Armand Point and Islamic Architecture

Climate Control

Algeria lies in central North Africa, between Morocco to the West and Tunisia and Libya to the East with the Mediterranean Sea to the North. The climate in Algeria is hot and dry. The design of traditional courtyard houses modifies the extremes of this inhospitable climate. Exterior walls are usually very thick, constructed from two layers of stone. This offers protection against the heat of the sun by insulating the house. Windows in exterior walls are small to keep heat gain to a minimum, and also to keep out the sand and dust which are carried by strong winds.
 
The inner courtyard allows people to sit in the fresh air, sheltered from the sun and wind.
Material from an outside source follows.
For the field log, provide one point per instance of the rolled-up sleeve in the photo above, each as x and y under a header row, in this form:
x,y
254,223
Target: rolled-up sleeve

The courtyard also allows light into the centre of the house, compensating for the lack of exterior windows. 'Half rooms' or 'iwans' are roofed areas supported by pillars around the courtyard, making a cool, shady place to sit or work. The courtyard is usually planted with trees for shade and has a water source, such as a small fountain or pool, to provide humidity. At night, cooler air is drawn into the courtyard which brings down the temperature in the surrounding rooms.
 
Over the centuries, courtyard houses have developed 'passive' design features to create a cooler 'microclimate' within the house, without using mechanical cooling devices powered by non-renewable energy.